There you’ll arrive at Cap-Haitien: Haiti’s “second city” and the assumed location of La Navidad, which is where Christopher Columbus landed on his voyage to the New World. Cap-Haitien was relatively untouched by the 2010 earthquake but still suffers from the issues of being in a third-world country and a lack strong infrastructure. Nevertheless, Cap-Haitien boasts a well organized grid system (Avenues go from A to Z from east to west; Streets go from 1 to 30 from south to north) that is very easily walkable.
The town cathedral
Very well organized Cap-Haitien
Finding our hostel: COOP Guesthouse for $18/night (a steal!)
You’ll notice as you go north, the streets become less chaotic and more orderly. Then you’ll hit the U.N. buildings at the very north where it’s most peaceful.
You can also hug along the eastern part of town, which you’ll appreciate unhindered views of the Atlantic Ocean.
What’s unusual is that this is the first developing country I’ve been in where I’ve seen a large number of people regularly exercising: there are gyms packed with weights and weightlifters, runners in jerseys jogging along the ocean as early as 7am in the morning….usually you’d associate a populaton who have the privilege of exercising with more developed nations. Haiti is an exception.

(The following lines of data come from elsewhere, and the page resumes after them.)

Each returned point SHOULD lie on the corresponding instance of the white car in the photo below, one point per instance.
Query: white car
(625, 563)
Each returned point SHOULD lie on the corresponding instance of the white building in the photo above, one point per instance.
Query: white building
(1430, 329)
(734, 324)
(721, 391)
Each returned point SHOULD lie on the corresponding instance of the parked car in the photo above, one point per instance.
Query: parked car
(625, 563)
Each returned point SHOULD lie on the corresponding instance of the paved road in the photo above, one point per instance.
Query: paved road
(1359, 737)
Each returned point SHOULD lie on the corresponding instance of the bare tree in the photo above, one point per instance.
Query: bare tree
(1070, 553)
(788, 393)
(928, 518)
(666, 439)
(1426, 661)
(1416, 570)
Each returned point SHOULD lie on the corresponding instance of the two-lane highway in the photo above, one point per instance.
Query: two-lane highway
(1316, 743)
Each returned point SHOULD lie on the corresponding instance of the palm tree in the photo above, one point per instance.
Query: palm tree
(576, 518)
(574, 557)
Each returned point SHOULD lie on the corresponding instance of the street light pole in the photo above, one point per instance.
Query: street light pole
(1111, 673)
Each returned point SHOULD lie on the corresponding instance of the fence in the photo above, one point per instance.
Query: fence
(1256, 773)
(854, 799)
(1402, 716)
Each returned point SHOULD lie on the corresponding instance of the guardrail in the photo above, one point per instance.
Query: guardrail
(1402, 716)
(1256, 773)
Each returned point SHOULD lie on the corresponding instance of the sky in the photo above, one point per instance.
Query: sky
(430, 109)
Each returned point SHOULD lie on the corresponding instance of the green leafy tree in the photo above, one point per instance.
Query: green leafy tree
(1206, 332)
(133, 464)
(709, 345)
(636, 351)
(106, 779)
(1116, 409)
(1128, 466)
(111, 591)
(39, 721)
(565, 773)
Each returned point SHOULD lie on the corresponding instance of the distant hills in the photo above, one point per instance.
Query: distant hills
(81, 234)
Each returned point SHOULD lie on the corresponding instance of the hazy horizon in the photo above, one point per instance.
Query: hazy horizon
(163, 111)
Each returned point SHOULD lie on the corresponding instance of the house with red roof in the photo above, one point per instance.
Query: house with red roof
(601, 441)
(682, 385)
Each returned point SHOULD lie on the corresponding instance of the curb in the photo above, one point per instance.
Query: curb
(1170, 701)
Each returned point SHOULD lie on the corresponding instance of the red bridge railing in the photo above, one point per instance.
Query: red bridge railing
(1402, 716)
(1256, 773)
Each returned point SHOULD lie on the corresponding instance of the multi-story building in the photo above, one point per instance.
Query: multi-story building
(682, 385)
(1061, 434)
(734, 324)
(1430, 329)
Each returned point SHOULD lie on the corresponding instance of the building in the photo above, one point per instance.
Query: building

A concert was going on inside
Cap-Haitien at dusk
Go have a beer or even a dinner at popular La Kay, where if you’re brave enough, teach the kids on the dance floor how to dougie or Gangnam style.
La Kay inside. The dance floor is towards the back.
After a dance session, we took pictures with our dance partners
Cap-Haitien seems to have a more popping nightlife than Port-au-Prince as everywhere on the streets there will be live music and DJs playing into the wee hours of the night. It was like every corner was a small block party. Take advantage of this!